В Сараево построили новый аэропорт. Нарядный, гражданский, с красивыми барами и магазинчиками сувениров. Одним словом, нормальный.
А вот я нормально себя не чувствовала. Стоя в очереди на пограничный контроль, радовалась бета-блокаторам, которые Амитай дал мне час назад в Вене.
— Они уберут внешние признаки нервозности, — сказал он. — Потные руки, неровное дыхание. Девяносто девять процентов того, что таможенники принимают за нервозное поведение. Внутри ты, конечно же, будешь испытывать страх. Таблетки этого не остановят.
Он был прав. Чувствовала я себя ужасно. Таблетки пришлось принять дважды. Первой порцией меня стошнило.
Он дал мне также сумку, в которой сам перевозил Аггаду из Израиля в Австралию. Это была черная нейлоновая сумка на колесиках.
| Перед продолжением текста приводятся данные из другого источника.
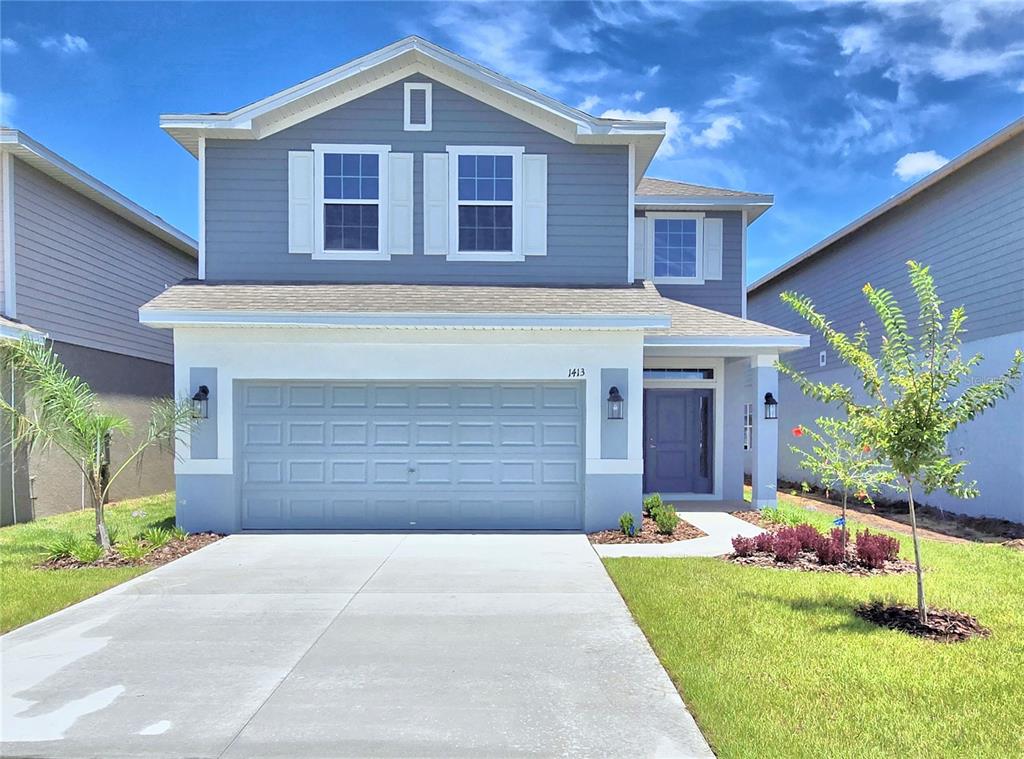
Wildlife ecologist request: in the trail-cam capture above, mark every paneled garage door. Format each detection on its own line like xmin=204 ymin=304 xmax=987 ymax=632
xmin=236 ymin=381 xmax=584 ymax=530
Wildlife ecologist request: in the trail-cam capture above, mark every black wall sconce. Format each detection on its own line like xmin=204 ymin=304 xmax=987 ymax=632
xmin=193 ymin=385 xmax=210 ymax=419
xmin=608 ymin=385 xmax=626 ymax=419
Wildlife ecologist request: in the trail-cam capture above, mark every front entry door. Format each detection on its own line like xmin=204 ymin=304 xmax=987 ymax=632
xmin=643 ymin=389 xmax=715 ymax=493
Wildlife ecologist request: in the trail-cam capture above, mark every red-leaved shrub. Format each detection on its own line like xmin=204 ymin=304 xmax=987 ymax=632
xmin=814 ymin=528 xmax=846 ymax=564
xmin=732 ymin=535 xmax=757 ymax=556
xmin=793 ymin=524 xmax=824 ymax=551
xmin=857 ymin=530 xmax=899 ymax=570
xmin=772 ymin=528 xmax=801 ymax=563
xmin=754 ymin=533 xmax=775 ymax=553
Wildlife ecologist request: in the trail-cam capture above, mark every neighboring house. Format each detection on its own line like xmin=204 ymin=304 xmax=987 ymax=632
xmin=748 ymin=119 xmax=1024 ymax=521
xmin=0 ymin=128 xmax=197 ymax=524
xmin=139 ymin=37 xmax=807 ymax=532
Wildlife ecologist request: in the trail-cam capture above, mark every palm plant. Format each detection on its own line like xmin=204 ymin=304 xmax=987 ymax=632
xmin=0 ymin=338 xmax=195 ymax=550
xmin=778 ymin=261 xmax=1024 ymax=624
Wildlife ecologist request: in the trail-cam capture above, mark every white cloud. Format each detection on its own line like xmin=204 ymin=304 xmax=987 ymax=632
xmin=39 ymin=32 xmax=92 ymax=55
xmin=601 ymin=106 xmax=688 ymax=158
xmin=0 ymin=90 xmax=17 ymax=126
xmin=893 ymin=151 xmax=949 ymax=182
xmin=692 ymin=116 xmax=743 ymax=147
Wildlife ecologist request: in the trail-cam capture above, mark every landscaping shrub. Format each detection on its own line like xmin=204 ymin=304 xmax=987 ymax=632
xmin=814 ymin=528 xmax=846 ymax=564
xmin=643 ymin=493 xmax=665 ymax=518
xmin=792 ymin=524 xmax=824 ymax=551
xmin=857 ymin=530 xmax=899 ymax=570
xmin=754 ymin=533 xmax=775 ymax=553
xmin=618 ymin=511 xmax=637 ymax=538
xmin=651 ymin=505 xmax=679 ymax=535
xmin=732 ymin=535 xmax=757 ymax=556
xmin=773 ymin=528 xmax=801 ymax=563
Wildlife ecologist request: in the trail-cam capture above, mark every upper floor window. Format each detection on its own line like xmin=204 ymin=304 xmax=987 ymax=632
xmin=449 ymin=147 xmax=522 ymax=260
xmin=647 ymin=213 xmax=703 ymax=285
xmin=313 ymin=144 xmax=390 ymax=259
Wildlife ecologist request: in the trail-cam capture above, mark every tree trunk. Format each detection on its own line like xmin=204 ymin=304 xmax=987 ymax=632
xmin=906 ymin=478 xmax=928 ymax=625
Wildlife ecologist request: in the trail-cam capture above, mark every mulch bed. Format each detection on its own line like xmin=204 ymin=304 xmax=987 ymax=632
xmin=856 ymin=601 xmax=991 ymax=643
xmin=724 ymin=551 xmax=913 ymax=577
xmin=588 ymin=516 xmax=708 ymax=543
xmin=37 ymin=533 xmax=224 ymax=570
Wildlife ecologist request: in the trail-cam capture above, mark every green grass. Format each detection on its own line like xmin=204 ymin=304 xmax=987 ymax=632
xmin=0 ymin=494 xmax=174 ymax=633
xmin=605 ymin=497 xmax=1024 ymax=758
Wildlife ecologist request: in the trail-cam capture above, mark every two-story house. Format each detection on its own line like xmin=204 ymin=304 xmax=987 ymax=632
xmin=0 ymin=127 xmax=198 ymax=524
xmin=749 ymin=119 xmax=1024 ymax=522
xmin=139 ymin=37 xmax=807 ymax=532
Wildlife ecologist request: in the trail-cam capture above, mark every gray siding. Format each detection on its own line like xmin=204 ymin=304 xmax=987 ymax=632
xmin=748 ymin=136 xmax=1024 ymax=371
xmin=14 ymin=159 xmax=196 ymax=364
xmin=648 ymin=211 xmax=754 ymax=319
xmin=206 ymin=77 xmax=632 ymax=284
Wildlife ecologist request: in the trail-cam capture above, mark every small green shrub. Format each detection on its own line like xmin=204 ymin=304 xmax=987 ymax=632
xmin=71 ymin=538 xmax=103 ymax=564
xmin=643 ymin=493 xmax=665 ymax=518
xmin=618 ymin=511 xmax=637 ymax=538
xmin=42 ymin=533 xmax=81 ymax=561
xmin=141 ymin=528 xmax=174 ymax=548
xmin=652 ymin=504 xmax=679 ymax=535
xmin=117 ymin=540 xmax=153 ymax=561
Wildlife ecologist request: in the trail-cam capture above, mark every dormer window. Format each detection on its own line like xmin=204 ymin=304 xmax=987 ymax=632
xmin=404 ymin=82 xmax=433 ymax=132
На вид она была такой же, как любая другая сумка, но у нее имелось потайное отделение, сделанное из ткани, не пропускавшей рентгеновские лучи.
— Никакие новые технические средства ее не обнаружат, — заверил меня Амитай.
— В самом ли деле мне это нужно? — спросила я. — Что такого, если аппарат покажет книгу в моей сумке? Никто, кроме специалиста, не узнает, что это такое. А если обнаружат, что у меня хитрое отделение…
— Зачем рисковать? Ты едешь в Сараево. В этом городе есть люди, пусть даже не евреи, которые купили себе факсимильные копии Аггады, пожертвовав ради нее деньгами на еду. Там это самая любимая книга. Любой человек — таможенник, человек, стоящий позади тебя в очереди — может узнать ее. Сумка — это лучшее, что мы можем сделать. Не бойся, никто тебя с ней не поймает.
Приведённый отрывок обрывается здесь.